Walid Joumblatt : Pas d'opposition à un référendum populaire sur l'adhésion aux accords d'Abraham

"L'ère israélienne"... et la recherche d'une solution à deux États
Dans une déclaration à la chaîne libanaise "MTV", Joumblatt a déclaré que le Liban est entré dans ce qu'il a qualifié d'"ère israélienne", mais a souligné que cela ne signifie pas se soumettre aux conditions israéliennes ou abandonner la demande fondamentale d'une solution basée sur deux États.
Il a confirmé que le destin de la Cisjordanie "s'oriente vers le destin de la bande de Gaza", en soulignant que les promesses faites par l'ancien président américain Donald Trump sont "irréalisables".
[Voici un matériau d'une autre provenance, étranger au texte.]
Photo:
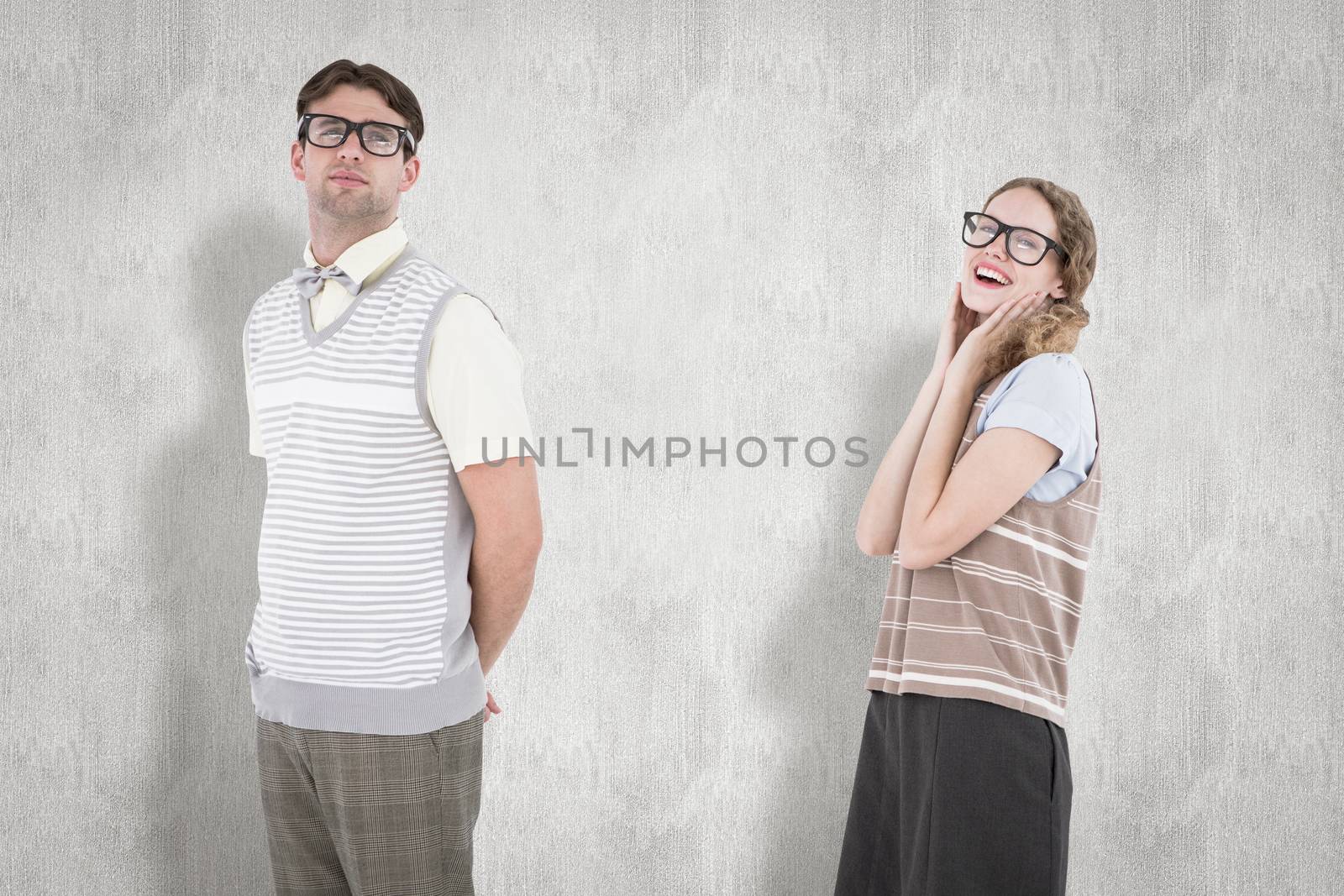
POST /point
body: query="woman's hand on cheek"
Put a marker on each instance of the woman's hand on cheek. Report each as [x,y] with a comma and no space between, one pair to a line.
[958,322]
[968,365]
Entre Israël et l'Iran... Pressions mutuelles sur le Liban
Joumblatt a estimé que le Liban ne lie pas son avenir à une solution à deux États, mais vit "entre le marteau israélien et l'enclume de la République iranienne", affirmant que Téhéran se méprend en pensant pouvoir utiliser le Liban comme un atout de négociation avec les États-Unis.
Le cheikh Naïm Qassem, vice-secrétaire général du Hezbollah, a appelé à comprendre que l'Iran "ne peut pas utiliser le Liban ou une partie des chiites libanais pour améliorer les conditions de négociation concernant son programme nucléaire ou autre".
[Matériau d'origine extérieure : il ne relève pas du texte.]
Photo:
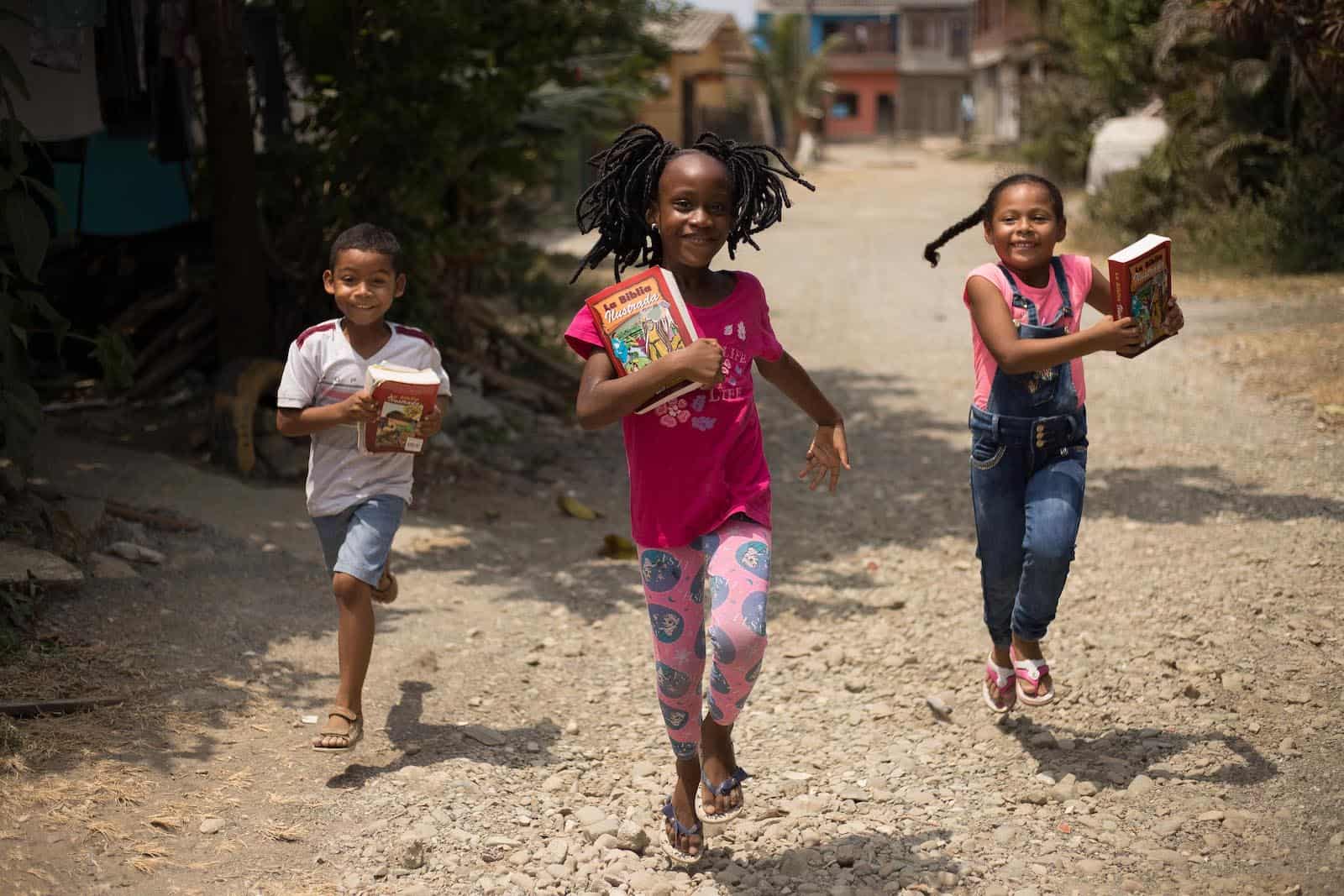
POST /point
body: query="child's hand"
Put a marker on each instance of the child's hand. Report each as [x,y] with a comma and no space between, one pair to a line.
[1173,318]
[430,423]
[702,362]
[358,409]
[828,453]
[1117,336]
Les armes du Hezbollah... et des questions sur les frappes israéliennes
Joumblatt a indiqué qu'il avait entendu "des informations selon lesquelles 90 % des armes stratégiques majeures du Hezbollah ont été détruites", se demandant : "Si c'est le cas, pourquoi les Israéliens continuent-ils à frapper le Liban ? Est-il nécessaire de déplacer toute la communauté chiite ?"
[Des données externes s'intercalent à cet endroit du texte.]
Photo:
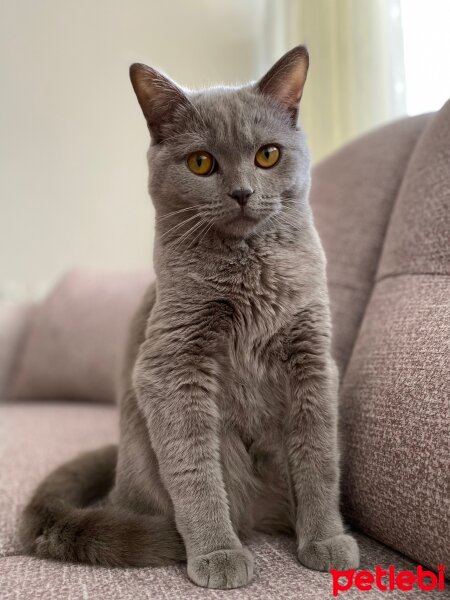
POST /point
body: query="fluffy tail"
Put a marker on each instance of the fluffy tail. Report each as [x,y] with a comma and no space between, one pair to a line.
[58,522]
Tout en saluant "les sacrifices des martyrs du Hezbollah qui sont tombés pour défendre le Liban", il a appelé à un débat interne au sein du parti pour "ne pas redevenir un outil aux mains de l'Iran".
Accord de cessez-le-feu de 1949 : Dernières cartes du Liban ?
Joumblatt a considéré que l'accord de cessez-le-feu de 1949 reste la base de la relation entre le Liban et Israël, s'interrogeant sur la possibilité de "sauter immédiatement au-dessus" en l'absence d'indications d'une réelle volonté de paix de la part d'Israël.
Il a ajouté : "Quelles sont les cartes que possède le Liban en dehors du cessez-le-feu ?" soulignant l'importance du rôle joué par l'armée libanaise dans le sud "pour saisir les armes stratégiques".
Appel à renforcer l'armée libanaise : 10 000 soldats supplémentaires
Le leader druze a salué le rôle de l'armée libanaise, appelant à renforcer ses capacités humaines et logistiques en recrutant au moins 10 000 éléments supplémentaires, compte tenu du besoin urgent de renforcer l'institution militaire face aux défis sécuritaires actuels.
Multiples messages américains : "Qui parle au nom de Washington ?"
Joumblatt a évoqué la rencontre qu'il a eue avec une délégation américaine, la qualifiant de "multitude d'opinions", et exprimant son désir de savoir "qui parle réellement au nom des États-Unis", faisant part de sa conviction que l'ambassadeur américain à Beyrouth, Aïssa, proche du président Trump, est capable de clarifier cette confusion.
Il a critiqué les déclarations de Morgan Ortagus, adjointe à l'envoyé spécial américain au Moyen-Orient, concernant la création d'une zone économique sur les décombres de Gaza ou du Liban, la qualifiant d'"inacceptable".
La chute d'Assad : "Justice divine" et victoire pour le peuple syrien
Dans un autre contexte, Joumblatt a considéré que la chute du président syrien Bachar el-Assad après de longues décennies au pouvoir constitue "une grande victoire" pour le peuple syrien et pour la majorité des Libanais, qualifiant ce qui s'est passé de "destin de tout tyran, peu importe le temps que cela prend".
Il a déclaré que ce développement représente pour lui "un retour au droit" pour lui-même, pour le président Saad Hariri et pour les martyrs de l'Intifada du 14 mars, notant que la révélation du sort de milliers de Syriens enterrés dans les déserts rappelle la "profondeur de la tragédie".